Roberts works on coding problems using the Chromebook, which each student in the CodeHS will receive to use for the course. (Reporter Photo / Ginny Cooper McCarley)

Roberts works on coding problems using the Chromebook, which each student in the CodeHS will receive to use for the course. (Reporter Photo / Ginny Cooper McCarley)

By GINNY COOPER MCCARLEY / Staff Writer

CHELSEA—Aaron Roberts, a senior at Chelsea High School, developed an interest in coding after seeing his friends’ work.

Roberts is now part of a pilot program in Shelby County Schools for CodeHS, an online course designed and administered by Stanford University Computer Science graduates, which is designed specifically for high school students who have no previous background in computer programming.

Roberts, who plans to attend Jefferson State Community College before transferring to the University of Alabama in Huntsville to major in astrophysics, said he hopes the course will help him in his future career.

“Learning to code will help me a lot with physics engines,” Roberts said. “I’m really enjoying (the course).

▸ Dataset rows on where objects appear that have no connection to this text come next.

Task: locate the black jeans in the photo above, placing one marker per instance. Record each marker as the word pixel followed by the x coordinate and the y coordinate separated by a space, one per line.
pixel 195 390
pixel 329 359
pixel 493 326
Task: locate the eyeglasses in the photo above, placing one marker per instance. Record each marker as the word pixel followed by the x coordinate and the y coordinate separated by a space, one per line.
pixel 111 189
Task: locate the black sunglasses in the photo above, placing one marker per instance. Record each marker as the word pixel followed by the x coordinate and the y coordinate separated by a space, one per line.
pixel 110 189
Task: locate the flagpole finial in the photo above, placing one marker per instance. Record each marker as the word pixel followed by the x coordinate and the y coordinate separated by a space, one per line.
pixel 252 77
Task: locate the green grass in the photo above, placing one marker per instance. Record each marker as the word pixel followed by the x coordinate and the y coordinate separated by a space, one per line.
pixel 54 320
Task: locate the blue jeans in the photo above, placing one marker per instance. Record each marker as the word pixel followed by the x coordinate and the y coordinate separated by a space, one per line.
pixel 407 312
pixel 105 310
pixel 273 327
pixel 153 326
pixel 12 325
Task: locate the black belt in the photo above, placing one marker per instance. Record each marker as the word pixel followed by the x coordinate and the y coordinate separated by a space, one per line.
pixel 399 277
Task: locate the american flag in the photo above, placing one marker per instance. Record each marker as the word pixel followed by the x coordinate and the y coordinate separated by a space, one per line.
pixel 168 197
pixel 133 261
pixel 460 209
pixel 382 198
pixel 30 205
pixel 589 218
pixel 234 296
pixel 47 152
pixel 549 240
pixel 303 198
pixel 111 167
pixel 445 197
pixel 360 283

It is very well written, it’s a good learning experience.”

Though the course is online, two instructors add a human element to the class. Jason McGinnis, a network administrator for Shelby County Schools, and Faith Pack, a STI data administrator and trainer for the system, offer feedback on students’ assignments and are available to students when they need assistance.

“It’s all self-contained, but we add the human element to ensure kids do the best they can,” McGinnis said.

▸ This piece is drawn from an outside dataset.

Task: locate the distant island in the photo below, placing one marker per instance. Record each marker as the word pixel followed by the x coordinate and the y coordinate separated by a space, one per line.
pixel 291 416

Currently, 19 students in schools across Shelby County schools are enrolled in the program, including one student from Vincent High School, four students from Montevallo High School and 14 students from Chelsea High School.

Though some students in the course are learning coding for the first time, some students are more advanced, Pack said.

One MHS student who is enrolled in the class, Wezley Sherman, recently developed a computer application designed to help students with disabilities learn core subjects. The app will be the in the inaugural House Student App Challenge.

“Some of the students are self-taught,” Pack said. “This is a way to help them meet industry standards.”

Students who are advanced will have the opportunity to complete more difficult challenges, Pack and McGinnis said.

Chelsea High School Principal Wayne Trucks said the course will prepare Shelby County students for both college and the work force.

“This is going to put our students ahead of other students who do not have this opportunity,” Trucks said.